The issue of what to do about Zimbabwe and its leader, Robert Mugabe, came up in talks in London between South African President Thabo Mbeki and British Prime Minister Tony Blair.
The men told a news conference they hope U.N. Secretary General Kofi Annan can broker a settlement to the political crisis that has also wrecked Zimbabwe's economy.
Mr. Blair says there is only so much that can be done by Britain, the former colonial power in Zimbabwe often blamed by Mr. Mugabe for his country's troubles.
"I welcome the fact that the United Nations secretary general has indicated that he wishes to be involved in this," said Tony Blair. "He will provide, I know, a wholly independent assessment of the situation there. For the people in Zimbabwe, of course, I want to see progress made, but I think if you look back at these last few years the reasons why you've got those social and economic problems don't rest here, but back there."

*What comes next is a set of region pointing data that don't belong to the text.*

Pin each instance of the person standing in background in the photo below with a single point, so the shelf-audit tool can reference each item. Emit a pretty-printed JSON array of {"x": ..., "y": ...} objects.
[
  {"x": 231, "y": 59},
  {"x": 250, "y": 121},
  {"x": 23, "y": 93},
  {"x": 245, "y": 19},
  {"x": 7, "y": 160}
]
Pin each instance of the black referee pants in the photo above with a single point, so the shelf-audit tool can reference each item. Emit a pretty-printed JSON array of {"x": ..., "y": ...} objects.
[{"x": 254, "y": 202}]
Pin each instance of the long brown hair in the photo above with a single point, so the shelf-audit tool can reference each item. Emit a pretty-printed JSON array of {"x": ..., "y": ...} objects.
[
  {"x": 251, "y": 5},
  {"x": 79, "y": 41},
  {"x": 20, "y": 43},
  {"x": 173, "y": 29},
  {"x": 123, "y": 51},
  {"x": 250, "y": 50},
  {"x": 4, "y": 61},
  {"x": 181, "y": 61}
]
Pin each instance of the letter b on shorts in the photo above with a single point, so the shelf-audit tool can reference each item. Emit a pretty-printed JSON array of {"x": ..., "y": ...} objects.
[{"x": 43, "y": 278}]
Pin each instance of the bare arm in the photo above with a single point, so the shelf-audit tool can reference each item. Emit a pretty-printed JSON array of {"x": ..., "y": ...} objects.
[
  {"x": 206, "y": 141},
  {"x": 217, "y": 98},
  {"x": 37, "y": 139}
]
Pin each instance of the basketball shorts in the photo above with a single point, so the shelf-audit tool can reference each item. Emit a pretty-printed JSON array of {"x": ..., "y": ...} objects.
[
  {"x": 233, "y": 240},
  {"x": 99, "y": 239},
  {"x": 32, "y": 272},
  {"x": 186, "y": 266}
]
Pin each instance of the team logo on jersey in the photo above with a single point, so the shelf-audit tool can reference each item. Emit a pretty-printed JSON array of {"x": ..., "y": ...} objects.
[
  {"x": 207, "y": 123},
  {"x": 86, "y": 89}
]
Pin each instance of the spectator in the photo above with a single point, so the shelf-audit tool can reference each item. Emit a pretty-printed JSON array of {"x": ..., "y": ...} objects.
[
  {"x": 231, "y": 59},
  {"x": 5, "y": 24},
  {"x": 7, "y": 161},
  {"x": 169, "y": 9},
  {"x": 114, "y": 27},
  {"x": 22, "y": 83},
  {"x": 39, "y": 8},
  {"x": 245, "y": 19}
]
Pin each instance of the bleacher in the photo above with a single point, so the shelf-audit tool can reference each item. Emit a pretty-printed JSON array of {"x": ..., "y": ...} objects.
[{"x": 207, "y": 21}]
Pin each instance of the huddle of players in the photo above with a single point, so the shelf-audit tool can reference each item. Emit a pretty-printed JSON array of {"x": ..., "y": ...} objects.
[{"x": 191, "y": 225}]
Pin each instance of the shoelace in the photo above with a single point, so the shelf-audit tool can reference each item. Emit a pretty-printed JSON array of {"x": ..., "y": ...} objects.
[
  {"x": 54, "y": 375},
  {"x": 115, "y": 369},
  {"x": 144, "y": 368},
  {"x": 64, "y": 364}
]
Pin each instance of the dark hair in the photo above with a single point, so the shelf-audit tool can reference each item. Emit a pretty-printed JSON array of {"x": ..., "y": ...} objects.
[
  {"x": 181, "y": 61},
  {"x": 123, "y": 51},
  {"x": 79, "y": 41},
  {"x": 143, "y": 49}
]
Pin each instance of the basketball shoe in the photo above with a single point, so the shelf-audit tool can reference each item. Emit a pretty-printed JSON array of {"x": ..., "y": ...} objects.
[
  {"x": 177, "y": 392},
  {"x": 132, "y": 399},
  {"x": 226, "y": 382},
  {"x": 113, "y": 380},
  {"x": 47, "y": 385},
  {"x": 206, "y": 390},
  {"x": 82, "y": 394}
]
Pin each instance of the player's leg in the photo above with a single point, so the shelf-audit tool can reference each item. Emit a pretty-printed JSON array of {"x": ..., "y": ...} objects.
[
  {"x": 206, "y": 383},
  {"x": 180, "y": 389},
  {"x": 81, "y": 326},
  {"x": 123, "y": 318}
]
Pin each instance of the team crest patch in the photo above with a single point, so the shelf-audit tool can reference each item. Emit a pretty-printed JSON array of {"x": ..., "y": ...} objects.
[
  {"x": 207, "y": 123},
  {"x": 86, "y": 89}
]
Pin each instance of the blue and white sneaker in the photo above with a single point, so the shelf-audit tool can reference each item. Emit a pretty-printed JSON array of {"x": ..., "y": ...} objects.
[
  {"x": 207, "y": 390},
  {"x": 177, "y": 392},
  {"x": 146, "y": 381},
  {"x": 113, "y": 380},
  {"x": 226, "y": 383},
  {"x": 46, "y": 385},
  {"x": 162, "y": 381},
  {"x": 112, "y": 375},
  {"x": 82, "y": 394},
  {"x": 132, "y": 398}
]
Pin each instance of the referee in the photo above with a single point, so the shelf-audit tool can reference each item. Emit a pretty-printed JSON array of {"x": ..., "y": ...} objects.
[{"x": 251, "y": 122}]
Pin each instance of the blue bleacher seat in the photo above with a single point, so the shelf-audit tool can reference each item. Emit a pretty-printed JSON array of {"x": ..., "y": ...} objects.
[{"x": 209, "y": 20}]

President Mbeki said it would be counter-productive to offer outside advice on how to resolve the Zimbabwe crisis as Mr. Annan pursues his initiative.
"I'm quite certain that it would not help in any way if any one of us started prescribing what we believe ought to be the outcome of the process," said Thabo Mbeki. "I think it is best left to the U.N. and the Zimbabwe government and hopefully that will produce an outcome so that we remove this particular matter from the international agenda."
News reports from South Africa have said Mr. Annan could propose incentives to Mr. Mugabe - such as international aid and amnesty from prosecution - if the Zimbabwean president retires.
The Blair-Mbeki talks were held in the framework of the seventh bilateral forum of Britain and South Africa. The highlight was an $8-million trade deal to stimulate commerce between Britain and southern Africa, and between South Africa and its neighbors.